Chapter 3
Three
Cassie had joined the Renegades beat eight seasons ago, a twenty-two-year-old with a degree from Point Park and a passion for hockey that predated her memories.
From day one she learned that she would be the only woman in most rooms she entered.
The press box at Allegheny Arena was a sea of gray heads and polo shirts, the hotel bars where postgame gatherings happened were full of veteran columnists trading war stories.
Cassie knew she stood out, not only because she was one of the youngest ones on the beat, but because she wore eyeliner and a ponytail in a world of scruffy chins and baseball caps.
Being the only woman came with a constant, low hum of self-consciousness.
She was hyper-aware of how she laughed, how she dressed, how she asked questions.
If she lingered too long near a player’s stall, she worried someone would misinterpret.
If she pushed a source too hard, she fretted about being labeled difficult.
She had learned to calibrate her tone and posture, to lean just far enough forward to project confidence without being accused of flirting.
The men around her could afford to be sloppy.
She could not. She knew any misstep would be magnified, catalogued, and remembered.
In her second season, the Renegades drafted a Czech winger named Michal Dvo?ák.
He was twenty and earnest, with halting English and a wicked wrist shot.
His locker was tucked near the door, away from the veteran leadership.
Cassie gravitated to him in those first weeks because his quotes were unvarnished, and felt as if they were going through a similar experience as they learned to work in the best league in the world.
She wrote stories about his adjustment to North America—the pierogi he loved, the way he FaceTimed his mother after games despite the time difference.
It was innocent and, from her perspective, part of the job.
An older columnist, a man who had been covering hockey since the Renegades’ early days and who had never quite warmed to the idea of sharing the beat with a younger woman, decided otherwise.
Cassie overheard him speaking with another reporter in the locker room one night, his voice pitched just loud enough: “Our girl down there is always at Dvo?ák’s stall.
Must be more than quotes she’s getting.” The implication stung.
She flushed, anger and humiliation warring in her chest. The rumor slithered through the press box, no matter that it was baseless.
Michal was cute in a boyish way, but Cassie felt more like his translator than any kind of partner.
Besides, he wasn’t her type—if she had time for dating at all.
Still, the damage was done. She pulled back.
She stopped going to Michal’s stall unless in a group.
She told herself it was temporary, but the self-censorship gnawed.
Eventually, the rumor died off. When Michal was traded to Ottawa the following season, she felt a pang of guilt for being relieved.
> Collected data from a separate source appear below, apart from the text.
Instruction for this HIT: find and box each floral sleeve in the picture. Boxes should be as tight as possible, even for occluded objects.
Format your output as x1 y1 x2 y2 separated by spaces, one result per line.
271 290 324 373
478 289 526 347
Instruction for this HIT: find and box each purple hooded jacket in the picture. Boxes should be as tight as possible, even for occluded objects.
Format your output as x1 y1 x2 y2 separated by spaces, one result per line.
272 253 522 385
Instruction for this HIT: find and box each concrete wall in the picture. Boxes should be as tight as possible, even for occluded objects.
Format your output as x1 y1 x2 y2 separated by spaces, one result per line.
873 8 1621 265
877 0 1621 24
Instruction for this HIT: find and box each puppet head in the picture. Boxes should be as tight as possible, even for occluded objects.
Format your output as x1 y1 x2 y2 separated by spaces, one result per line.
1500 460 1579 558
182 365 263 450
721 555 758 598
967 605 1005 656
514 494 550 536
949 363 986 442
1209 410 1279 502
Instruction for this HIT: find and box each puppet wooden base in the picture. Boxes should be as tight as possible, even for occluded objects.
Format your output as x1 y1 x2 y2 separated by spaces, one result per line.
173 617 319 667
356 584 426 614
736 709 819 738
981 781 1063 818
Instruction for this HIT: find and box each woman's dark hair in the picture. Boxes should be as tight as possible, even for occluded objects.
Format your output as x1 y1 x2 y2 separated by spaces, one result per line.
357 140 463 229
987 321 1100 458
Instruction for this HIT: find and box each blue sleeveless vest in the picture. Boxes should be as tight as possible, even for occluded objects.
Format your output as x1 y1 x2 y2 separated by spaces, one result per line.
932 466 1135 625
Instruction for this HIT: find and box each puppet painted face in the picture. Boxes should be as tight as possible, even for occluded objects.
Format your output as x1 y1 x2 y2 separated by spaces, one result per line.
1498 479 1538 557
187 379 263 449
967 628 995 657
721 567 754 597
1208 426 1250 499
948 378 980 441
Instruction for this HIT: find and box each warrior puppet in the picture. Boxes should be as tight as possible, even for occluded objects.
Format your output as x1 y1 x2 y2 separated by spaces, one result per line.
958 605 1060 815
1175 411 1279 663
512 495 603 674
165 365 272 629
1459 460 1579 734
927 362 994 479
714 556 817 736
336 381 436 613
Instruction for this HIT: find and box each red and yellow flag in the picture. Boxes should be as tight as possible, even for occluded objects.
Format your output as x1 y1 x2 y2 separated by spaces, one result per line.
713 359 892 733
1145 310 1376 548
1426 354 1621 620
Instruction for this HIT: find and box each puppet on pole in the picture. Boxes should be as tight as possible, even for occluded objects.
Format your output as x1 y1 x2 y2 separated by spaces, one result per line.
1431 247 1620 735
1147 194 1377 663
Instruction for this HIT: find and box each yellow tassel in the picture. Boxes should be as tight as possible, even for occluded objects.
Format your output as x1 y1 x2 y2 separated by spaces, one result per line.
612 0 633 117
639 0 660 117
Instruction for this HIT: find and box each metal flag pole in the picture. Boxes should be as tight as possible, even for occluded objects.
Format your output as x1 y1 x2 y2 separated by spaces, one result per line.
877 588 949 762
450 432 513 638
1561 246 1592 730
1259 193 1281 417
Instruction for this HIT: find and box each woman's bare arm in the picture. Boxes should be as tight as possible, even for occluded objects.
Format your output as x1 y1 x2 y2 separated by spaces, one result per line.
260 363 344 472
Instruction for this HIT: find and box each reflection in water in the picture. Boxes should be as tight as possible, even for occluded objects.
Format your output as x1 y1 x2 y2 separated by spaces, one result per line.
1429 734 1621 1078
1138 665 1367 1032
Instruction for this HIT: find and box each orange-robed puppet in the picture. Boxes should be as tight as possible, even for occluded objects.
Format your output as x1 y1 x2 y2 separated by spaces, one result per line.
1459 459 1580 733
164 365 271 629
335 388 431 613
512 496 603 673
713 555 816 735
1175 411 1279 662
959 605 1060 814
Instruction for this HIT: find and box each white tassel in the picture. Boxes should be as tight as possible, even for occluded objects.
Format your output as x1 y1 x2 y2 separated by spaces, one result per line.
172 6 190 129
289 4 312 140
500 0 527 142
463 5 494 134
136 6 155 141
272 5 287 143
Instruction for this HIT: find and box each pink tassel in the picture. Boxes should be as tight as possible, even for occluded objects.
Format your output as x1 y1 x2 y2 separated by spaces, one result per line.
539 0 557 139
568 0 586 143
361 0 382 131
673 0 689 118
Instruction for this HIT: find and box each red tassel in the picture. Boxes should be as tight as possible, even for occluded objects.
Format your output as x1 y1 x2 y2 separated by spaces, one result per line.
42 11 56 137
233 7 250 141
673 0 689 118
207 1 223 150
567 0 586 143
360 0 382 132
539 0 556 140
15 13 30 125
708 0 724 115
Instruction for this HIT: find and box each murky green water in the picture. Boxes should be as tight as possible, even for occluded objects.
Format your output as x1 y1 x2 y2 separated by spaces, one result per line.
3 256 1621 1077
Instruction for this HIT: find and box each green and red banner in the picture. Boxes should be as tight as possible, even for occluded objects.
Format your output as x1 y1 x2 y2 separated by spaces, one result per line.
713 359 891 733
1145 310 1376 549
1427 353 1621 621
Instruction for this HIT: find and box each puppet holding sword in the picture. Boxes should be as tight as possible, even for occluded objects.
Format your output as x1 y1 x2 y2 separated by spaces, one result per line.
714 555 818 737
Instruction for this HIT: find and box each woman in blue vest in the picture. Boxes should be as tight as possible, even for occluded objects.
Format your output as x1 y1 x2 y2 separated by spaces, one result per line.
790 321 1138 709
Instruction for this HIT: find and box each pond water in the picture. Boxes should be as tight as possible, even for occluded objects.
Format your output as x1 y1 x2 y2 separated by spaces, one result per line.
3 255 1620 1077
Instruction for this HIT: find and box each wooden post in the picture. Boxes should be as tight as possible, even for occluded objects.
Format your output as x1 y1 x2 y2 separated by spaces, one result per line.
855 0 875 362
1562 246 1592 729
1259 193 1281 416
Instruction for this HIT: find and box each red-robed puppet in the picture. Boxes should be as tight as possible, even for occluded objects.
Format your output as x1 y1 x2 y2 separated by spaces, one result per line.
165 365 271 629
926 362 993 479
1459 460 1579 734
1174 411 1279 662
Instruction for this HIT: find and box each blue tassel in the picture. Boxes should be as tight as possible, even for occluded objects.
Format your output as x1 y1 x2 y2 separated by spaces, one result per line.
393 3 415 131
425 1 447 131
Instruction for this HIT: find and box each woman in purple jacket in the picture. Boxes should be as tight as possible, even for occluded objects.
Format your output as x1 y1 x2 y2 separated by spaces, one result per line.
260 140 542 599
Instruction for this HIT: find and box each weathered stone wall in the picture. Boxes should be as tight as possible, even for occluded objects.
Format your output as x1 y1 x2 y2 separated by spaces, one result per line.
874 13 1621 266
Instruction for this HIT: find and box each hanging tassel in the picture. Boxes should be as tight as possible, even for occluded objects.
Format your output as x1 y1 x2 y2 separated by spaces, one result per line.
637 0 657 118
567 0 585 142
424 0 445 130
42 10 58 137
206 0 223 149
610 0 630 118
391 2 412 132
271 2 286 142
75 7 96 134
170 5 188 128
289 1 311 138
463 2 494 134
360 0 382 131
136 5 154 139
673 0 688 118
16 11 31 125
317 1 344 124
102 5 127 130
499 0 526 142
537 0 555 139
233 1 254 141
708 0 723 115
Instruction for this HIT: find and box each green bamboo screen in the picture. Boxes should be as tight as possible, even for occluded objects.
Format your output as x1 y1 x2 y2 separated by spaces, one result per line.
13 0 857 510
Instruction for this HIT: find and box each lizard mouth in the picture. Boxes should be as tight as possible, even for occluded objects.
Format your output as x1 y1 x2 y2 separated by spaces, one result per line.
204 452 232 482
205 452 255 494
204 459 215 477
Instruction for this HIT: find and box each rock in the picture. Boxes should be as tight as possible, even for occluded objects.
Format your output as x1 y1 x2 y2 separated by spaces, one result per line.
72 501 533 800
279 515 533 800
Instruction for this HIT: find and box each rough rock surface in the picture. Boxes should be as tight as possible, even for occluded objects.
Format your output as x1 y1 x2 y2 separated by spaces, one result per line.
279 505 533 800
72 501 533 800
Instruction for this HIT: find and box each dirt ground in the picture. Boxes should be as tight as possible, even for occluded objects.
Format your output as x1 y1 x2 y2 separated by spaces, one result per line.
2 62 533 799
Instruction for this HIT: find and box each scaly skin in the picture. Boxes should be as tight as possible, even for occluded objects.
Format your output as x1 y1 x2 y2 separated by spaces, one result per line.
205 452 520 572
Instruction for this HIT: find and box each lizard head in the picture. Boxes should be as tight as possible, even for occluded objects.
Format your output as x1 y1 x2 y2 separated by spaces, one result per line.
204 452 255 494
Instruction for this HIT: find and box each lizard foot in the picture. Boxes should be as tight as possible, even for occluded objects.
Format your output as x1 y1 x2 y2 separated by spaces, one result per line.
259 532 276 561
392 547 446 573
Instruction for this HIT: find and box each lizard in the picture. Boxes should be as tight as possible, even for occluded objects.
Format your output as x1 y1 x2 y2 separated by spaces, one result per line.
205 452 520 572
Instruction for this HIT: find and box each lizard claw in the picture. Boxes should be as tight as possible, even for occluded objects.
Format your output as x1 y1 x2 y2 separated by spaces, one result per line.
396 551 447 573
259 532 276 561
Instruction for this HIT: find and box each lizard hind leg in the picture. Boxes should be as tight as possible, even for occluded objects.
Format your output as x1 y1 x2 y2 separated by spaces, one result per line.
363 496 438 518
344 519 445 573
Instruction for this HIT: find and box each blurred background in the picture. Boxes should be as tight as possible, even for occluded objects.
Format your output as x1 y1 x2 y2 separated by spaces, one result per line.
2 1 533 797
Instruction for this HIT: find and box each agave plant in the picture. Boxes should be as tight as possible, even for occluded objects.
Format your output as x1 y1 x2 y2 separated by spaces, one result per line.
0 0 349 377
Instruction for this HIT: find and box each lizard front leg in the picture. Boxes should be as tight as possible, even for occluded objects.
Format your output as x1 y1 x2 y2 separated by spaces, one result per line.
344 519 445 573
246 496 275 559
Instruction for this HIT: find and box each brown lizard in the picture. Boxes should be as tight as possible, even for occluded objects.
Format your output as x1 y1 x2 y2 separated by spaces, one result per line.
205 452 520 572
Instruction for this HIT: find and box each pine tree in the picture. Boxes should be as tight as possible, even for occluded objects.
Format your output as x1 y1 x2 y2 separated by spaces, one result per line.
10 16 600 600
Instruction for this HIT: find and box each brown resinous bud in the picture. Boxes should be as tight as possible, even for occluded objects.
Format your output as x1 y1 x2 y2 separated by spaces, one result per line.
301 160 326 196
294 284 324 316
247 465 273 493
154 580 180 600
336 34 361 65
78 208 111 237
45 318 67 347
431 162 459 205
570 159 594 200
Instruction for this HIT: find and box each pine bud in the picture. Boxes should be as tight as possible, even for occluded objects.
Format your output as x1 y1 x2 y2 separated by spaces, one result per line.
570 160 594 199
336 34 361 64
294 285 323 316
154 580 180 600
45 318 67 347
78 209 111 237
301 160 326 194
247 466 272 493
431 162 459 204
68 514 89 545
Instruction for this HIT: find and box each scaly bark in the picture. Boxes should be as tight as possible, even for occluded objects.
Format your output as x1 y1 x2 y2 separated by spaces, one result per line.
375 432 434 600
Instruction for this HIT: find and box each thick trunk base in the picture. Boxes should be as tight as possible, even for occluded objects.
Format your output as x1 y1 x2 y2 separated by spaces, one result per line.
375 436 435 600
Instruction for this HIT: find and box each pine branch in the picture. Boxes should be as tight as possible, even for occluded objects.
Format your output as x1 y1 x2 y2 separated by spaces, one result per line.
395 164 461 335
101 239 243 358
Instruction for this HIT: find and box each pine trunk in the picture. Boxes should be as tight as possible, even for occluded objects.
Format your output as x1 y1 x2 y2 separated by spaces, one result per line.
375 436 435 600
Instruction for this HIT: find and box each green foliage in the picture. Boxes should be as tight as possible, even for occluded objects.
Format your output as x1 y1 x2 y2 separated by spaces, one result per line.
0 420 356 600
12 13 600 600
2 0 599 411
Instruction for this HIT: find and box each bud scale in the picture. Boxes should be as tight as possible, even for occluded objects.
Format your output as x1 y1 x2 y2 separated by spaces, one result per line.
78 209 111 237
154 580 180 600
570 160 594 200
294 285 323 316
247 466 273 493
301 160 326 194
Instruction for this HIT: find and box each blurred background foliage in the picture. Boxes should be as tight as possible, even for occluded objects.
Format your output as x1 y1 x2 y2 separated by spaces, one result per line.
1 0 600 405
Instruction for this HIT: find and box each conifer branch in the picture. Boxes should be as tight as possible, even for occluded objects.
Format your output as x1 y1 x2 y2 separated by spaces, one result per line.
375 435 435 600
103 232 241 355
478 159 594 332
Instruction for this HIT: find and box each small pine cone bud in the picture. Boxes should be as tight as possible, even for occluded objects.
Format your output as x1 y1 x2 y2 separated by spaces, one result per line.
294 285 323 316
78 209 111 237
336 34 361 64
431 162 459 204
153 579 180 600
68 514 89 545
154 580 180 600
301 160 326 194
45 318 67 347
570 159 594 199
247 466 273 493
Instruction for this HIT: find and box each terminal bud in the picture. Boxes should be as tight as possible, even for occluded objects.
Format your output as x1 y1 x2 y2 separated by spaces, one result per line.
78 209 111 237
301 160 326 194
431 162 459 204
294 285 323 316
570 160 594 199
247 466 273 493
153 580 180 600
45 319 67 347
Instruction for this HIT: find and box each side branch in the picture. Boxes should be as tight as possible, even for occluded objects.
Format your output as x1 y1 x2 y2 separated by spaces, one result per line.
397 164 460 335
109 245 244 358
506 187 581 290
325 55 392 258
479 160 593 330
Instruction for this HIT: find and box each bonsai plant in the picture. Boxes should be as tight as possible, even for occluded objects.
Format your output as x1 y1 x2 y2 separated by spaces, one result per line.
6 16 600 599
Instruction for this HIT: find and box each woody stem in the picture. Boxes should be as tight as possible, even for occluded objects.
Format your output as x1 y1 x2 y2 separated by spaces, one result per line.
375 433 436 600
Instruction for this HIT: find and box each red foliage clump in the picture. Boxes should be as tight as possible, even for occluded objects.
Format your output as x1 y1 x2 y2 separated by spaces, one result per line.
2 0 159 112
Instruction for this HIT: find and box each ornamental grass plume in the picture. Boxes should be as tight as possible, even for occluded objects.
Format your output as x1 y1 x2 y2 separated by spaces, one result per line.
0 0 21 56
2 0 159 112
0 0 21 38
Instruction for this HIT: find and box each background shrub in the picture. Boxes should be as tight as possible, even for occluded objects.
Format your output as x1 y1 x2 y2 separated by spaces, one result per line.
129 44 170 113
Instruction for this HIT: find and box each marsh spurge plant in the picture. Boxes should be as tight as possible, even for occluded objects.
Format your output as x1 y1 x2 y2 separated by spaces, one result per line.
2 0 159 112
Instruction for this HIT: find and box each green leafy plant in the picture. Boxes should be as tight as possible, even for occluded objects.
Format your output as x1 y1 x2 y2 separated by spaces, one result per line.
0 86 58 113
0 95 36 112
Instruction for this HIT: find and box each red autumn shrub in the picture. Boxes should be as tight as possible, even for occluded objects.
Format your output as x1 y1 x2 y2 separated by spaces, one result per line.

Not that she had anything against him—he deserved to thrive somewhere he could get more ice time—but without him, she no longer had to calculate how often she spoke to a player lest someone speculate about her motives. It was a lesson she wouldn’t forget.
Those early scars made Cassie cautious to a fault.
She watched male colleagues banter with players about fantasy football and thought about the double standard.
She reminded herself she wasn’t there to be friends; she was there to chronicle games and lives with fairness and accuracy.
And yet, every so often, she longed to lower her guard.
To talk to a player without counting the seconds.
To sit at a stall and swap stories without worrying about who was watching.
That tension—between professionalism and humanity, between perception and reality—was part of what made Luke Anders’ presence so disorienting.
Her instincts, honed by years of rumors and whispers, told her to keep distance.
Her curiosity, the part of her that had once connected with a Czech rookie over homesickness and schnitzel, wanted to know the person behind the contract.
Being the only woman on the beat meant she could never forget those past lessons.
It also meant she had to decide, over and over, how to walk the line between doing her job and living her life.